Lacking as they do the sensory organs of animals, it’s been a mystery how plants perceive perils in their environments. Now research has shown that cowpeas (Vigna unguiculata) detect and respond to degradation products when their tissues are chewed on by fall armyworms. This is the first time the researchers observed such plant response to insect attack, although they’d previously noted the ability of certain plants to indirectly perceive, and respond to, assaults from pathogenic microbes.

Armyworms (Spodoptera frugiperda) defoliate a wide range of crops, causing extensive damage and economic loss. The scientists isolated and identified a small peptide, called “inceptin,” from armyworm larvae’s oral secretions. The peptide triggers production of ethylene and a series of other defense-related phytohormones in cowpeas. Such defense responses may impede the pests’ growth or promote advantageous interactions with beneficial organisms. Researchers hope to eventually intensify this defense response, to boost the plants’ ability to protect themselves.

Eric A. Schmelz, Chemical Research Unit, USDA-ARS Center for Medical, Agricultural, and Veterinary Entomology, Gainesville, Florida; phone (352) 374-5858.

A Quick Check for Xylella

Detecting the various strains of the Xylella fastidiosa bacterium—best known for causing Pierce’s disease in grapes, but responsible for other plant maladies as well—has been tedious and challenging.

Now a two-step method for extracting and analyzing bacterial DNA from inside an insect can be completed in under a day. One step relies on a commercially available DNA-extraction kit, the other on a DNA-amplification protocol that uses primers to prove the presence of a particular Xylella strain. The new method is also more powerful than the currently used ELISA test, which can’t recognize low levels of the bacterium.

Qi Huang, USDA-ARS Floral and Nursery Plants Research Unit, Beltsville, Maryland, part of the U.S. National Arboretum, Washington, D.C.; phone (301) 504-9159.

Having It Both Ways in Ethanol Production

Researchers are hard at work on refining new food and feed products from the large quantities of nutritious residue generated by energy processing from farm crops.
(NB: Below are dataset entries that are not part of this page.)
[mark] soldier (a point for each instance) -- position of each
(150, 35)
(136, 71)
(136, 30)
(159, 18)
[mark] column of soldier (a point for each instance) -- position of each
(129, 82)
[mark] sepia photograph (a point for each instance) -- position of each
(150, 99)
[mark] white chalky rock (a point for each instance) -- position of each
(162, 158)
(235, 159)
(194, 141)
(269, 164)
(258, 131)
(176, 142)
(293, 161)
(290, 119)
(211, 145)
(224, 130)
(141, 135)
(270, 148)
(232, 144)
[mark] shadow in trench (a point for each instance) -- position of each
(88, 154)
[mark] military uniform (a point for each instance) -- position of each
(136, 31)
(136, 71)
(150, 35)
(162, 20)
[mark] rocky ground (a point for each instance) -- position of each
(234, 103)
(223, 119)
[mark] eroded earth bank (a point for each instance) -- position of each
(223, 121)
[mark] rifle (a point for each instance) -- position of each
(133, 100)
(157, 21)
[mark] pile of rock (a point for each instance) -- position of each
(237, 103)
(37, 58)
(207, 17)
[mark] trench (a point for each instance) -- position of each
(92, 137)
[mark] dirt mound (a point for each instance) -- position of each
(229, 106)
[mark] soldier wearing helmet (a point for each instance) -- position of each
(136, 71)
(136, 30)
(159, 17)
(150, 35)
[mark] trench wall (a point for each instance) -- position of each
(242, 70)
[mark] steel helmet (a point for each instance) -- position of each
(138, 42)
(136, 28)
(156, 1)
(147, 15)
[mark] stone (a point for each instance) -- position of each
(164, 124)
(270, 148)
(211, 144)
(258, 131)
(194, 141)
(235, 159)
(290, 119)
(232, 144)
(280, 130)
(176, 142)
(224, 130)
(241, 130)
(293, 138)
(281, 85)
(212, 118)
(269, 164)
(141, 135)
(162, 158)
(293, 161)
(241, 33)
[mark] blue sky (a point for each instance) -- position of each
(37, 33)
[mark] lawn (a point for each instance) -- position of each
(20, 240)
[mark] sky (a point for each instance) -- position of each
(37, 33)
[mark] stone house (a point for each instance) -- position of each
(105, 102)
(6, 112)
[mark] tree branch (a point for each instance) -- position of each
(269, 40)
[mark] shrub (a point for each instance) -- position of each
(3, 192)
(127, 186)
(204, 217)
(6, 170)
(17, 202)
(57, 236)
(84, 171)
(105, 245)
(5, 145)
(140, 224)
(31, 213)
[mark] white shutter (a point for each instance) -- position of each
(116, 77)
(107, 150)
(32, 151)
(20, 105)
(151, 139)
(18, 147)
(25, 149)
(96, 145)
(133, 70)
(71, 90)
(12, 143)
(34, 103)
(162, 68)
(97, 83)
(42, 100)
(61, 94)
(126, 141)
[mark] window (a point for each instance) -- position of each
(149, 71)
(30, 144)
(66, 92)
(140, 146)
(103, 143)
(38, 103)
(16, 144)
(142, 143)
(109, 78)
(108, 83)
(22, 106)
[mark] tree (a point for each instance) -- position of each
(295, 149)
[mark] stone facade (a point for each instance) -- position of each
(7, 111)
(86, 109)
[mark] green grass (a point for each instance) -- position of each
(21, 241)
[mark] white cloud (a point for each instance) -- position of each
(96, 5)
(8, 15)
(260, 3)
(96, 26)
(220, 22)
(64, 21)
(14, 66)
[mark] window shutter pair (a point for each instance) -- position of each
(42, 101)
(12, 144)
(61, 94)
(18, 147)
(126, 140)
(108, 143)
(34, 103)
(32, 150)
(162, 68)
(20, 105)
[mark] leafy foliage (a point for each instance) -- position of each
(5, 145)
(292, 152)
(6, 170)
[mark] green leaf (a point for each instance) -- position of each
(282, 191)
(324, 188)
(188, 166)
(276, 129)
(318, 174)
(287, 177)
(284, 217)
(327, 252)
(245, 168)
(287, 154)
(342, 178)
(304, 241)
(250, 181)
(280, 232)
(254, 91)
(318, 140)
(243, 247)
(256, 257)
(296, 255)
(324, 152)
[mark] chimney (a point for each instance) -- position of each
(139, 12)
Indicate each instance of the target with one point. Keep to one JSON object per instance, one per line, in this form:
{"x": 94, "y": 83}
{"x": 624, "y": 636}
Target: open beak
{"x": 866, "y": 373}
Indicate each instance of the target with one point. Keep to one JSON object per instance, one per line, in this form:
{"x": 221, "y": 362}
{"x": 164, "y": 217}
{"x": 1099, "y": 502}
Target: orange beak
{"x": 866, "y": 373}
Called “distillers dried grains”—or “distillers dried grains with solubles,” DDGS—the material comprises protein, fat, fiber, unconverted starch, and ash.

Flour ground from this material is higher in protein and lower in starch than regular flour. Work is under way to perfect an acceptable functional flour substitute from the DDGS flour—a resumption of efforts begun in the 1980s and abandoned for lack of interest. Many new ethanol plants can be designed for production of food-grade ingredients, which is critical for producing acceptable DDGS-based foods.

Another potential significant use for DDGS is as pelletized feed for livestock. There’s also considerable interest in blending DDGS with corn and soy flour, as well as other ingredients, to make pelletized fish food for aquaculture production. Such a product would add value to the low-value DDGS while reducing pressure on wild-caught species currently fed as fishmeal.

Kurt A. Rosentrater, USDA-ARS North Central Agricultural Research Laboratory, Brookings, South Dakota; phone (605) 693-5248.

"Science Update" was published in the January 2008 issue of Agricultural Research magazine.